Google, Apple in another spat over data
Logos for Apple and Google
Google and Apple are at it again, and not in a warm and cuddly way. Technology's big two are arguing over apps and ads. Google's annoyed about some rules changes announced this week for application developers. Rules that could keep Google and other Apple rivals from placing ads inside the applications being built for iPhones and iPads. The beautiful part here? Apple's gearing up to launch its own advertising system, don't you know, called iAd, this summer.
By Janet Babin
This latest spat is about all that valuable data that mobile ad companies collect about us. You know: where we go, what we buy, what apps we use.
Analyst Ben Schachter at Broadpoint AmTech says Apple doesn't want to share that critical information with competitors like Google.
"Their argument would be to say, you're not entitled to have that data," Schachter said. "You know, we don't get data that Google collects on users that go to Google sites."
But Apple's changes are costly for people like Rob Terrell.
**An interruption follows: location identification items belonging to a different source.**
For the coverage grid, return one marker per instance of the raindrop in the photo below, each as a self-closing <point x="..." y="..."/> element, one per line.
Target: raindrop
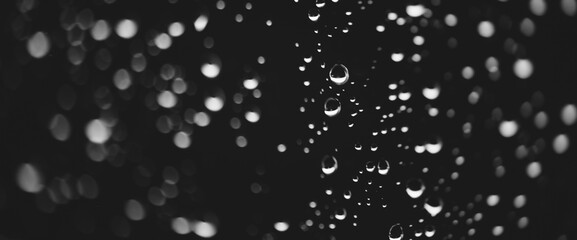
<point x="523" y="68"/>
<point x="341" y="214"/>
<point x="329" y="164"/>
<point x="126" y="28"/>
<point x="332" y="107"/>
<point x="314" y="14"/>
<point x="339" y="74"/>
<point x="97" y="131"/>
<point x="508" y="128"/>
<point x="60" y="127"/>
<point x="415" y="188"/>
<point x="433" y="205"/>
<point x="561" y="143"/>
<point x="383" y="167"/>
<point x="201" y="23"/>
<point x="281" y="226"/>
<point x="396" y="232"/>
<point x="569" y="114"/>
His company, Touchcentric, makes apps for the iPhone and iPad, and for Google's Android smartphone.
"It feels like mom and dad are fighting, and I want to put my hands over my ears and wait for it to stop," Terrell said.
If only it were that easy. Touchcentric was set to release a free iPad app this week. The app would have contained ads placed by Google through its advertising arm, AdMob. The ads would have paid for the cost of developing the app.
"Now we can't do that," Terrell said. "And unfortunately, Apple doesn't offer the iAd system for iPad applications yet, so we're kind of stuck."
Apple's iAd advertising system is set to debut this July.
Standard & Poor's analyst Scott Kessler says controlling mobile data gives Apple a huge advantage on the the Internet.
"They have over the last number of months done a number of things to raise some eyebrows," Kessler said.
Kessler says federal regulators will likely review Apple's new rules for anti-competitiveness.